In order to produce identical cloned animals with desired mtDNA composition, it is necessary to completely eliminate the mtDNA of recipient oocytes; this allows for the amplification of only the donor cell mtDNA. There is a possibility that mitochondrial heteroplasmy could be naturally eliminated; however, it is not a process that is easily controlled or manipulated with current cloning technologies – even through a single generation. Recently, mitochondrial function and dysfunction have been the subjects of various studies on ovarian ageing and metabolic stress modeling. To remove the mutated mtDNA from the ooplasm, MRT has been proposed to represent an effective treatment for both mitochondrial dysfunction and age-related infertility.
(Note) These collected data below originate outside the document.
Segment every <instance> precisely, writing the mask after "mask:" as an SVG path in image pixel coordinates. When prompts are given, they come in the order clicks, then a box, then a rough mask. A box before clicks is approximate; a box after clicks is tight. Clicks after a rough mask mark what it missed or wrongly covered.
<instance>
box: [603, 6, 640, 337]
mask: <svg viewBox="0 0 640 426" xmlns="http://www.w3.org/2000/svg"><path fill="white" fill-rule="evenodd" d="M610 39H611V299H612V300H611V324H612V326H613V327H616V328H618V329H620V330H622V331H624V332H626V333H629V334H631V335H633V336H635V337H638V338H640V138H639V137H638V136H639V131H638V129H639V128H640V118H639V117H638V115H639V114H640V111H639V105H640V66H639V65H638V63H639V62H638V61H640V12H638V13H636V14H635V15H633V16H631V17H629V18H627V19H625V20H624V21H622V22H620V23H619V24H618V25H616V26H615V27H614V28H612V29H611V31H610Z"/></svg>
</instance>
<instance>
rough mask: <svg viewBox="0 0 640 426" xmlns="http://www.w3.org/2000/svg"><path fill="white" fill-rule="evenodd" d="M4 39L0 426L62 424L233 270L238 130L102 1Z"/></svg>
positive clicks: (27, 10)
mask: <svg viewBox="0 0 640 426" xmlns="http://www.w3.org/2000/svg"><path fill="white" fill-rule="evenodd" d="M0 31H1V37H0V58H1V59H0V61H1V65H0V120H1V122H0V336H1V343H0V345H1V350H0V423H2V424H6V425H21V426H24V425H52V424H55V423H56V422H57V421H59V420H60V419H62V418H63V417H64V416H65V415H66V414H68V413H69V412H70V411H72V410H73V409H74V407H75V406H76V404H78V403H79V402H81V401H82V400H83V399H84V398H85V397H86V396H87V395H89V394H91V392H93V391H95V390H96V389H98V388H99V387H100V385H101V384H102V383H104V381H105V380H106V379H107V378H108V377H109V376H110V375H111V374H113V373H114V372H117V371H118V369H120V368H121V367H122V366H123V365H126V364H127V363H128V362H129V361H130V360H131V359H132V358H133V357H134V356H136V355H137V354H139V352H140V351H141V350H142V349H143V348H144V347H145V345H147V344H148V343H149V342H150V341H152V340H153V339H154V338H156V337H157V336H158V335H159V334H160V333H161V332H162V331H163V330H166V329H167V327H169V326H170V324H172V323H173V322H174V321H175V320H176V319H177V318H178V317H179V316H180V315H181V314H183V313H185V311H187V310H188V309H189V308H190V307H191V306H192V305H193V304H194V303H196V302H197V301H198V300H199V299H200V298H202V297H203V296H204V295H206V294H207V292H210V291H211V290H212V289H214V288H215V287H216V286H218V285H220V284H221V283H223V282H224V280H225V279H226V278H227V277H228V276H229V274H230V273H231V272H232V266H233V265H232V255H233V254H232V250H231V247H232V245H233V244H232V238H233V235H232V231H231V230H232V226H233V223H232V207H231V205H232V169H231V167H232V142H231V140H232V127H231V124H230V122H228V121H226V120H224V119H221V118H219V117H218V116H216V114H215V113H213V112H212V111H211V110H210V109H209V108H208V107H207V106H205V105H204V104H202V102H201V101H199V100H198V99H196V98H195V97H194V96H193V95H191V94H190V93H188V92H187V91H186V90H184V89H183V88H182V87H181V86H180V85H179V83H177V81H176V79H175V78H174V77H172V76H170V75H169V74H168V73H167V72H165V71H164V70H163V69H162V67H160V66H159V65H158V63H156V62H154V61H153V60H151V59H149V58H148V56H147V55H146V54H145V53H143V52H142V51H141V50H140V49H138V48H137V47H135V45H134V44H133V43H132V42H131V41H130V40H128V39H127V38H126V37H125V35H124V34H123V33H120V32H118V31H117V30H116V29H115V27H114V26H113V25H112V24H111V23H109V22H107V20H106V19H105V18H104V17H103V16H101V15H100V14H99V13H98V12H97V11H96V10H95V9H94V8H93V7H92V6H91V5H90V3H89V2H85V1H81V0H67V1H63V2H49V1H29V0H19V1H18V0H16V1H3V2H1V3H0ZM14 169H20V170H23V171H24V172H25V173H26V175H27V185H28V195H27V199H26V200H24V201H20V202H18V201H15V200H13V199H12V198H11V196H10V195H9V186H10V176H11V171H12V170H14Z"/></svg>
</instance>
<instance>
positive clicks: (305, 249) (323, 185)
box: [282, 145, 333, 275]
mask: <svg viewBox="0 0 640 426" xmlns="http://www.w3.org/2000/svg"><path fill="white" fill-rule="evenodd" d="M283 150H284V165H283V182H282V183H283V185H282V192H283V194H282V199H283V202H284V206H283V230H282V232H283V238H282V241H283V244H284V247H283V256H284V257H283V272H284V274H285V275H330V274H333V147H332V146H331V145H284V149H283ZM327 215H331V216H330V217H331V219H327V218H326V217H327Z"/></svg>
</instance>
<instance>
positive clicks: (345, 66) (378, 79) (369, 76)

Another technique that is currently being developed for the selective reduction of mutated mtDNA in the germline involves genome editing [24]. Our previous data based on the animal cloning technique could also provide important insights into these evolving techniques. Further studies are needed to clarify the intracellular characteristics of SCNT animals and elucidate the cellular mechanisms that limit the practical use of cloning techniques, while simultaneously contributing to our basic biological understanding of epigenetics and nuclear–cytoplasmic interactions during embryonic development.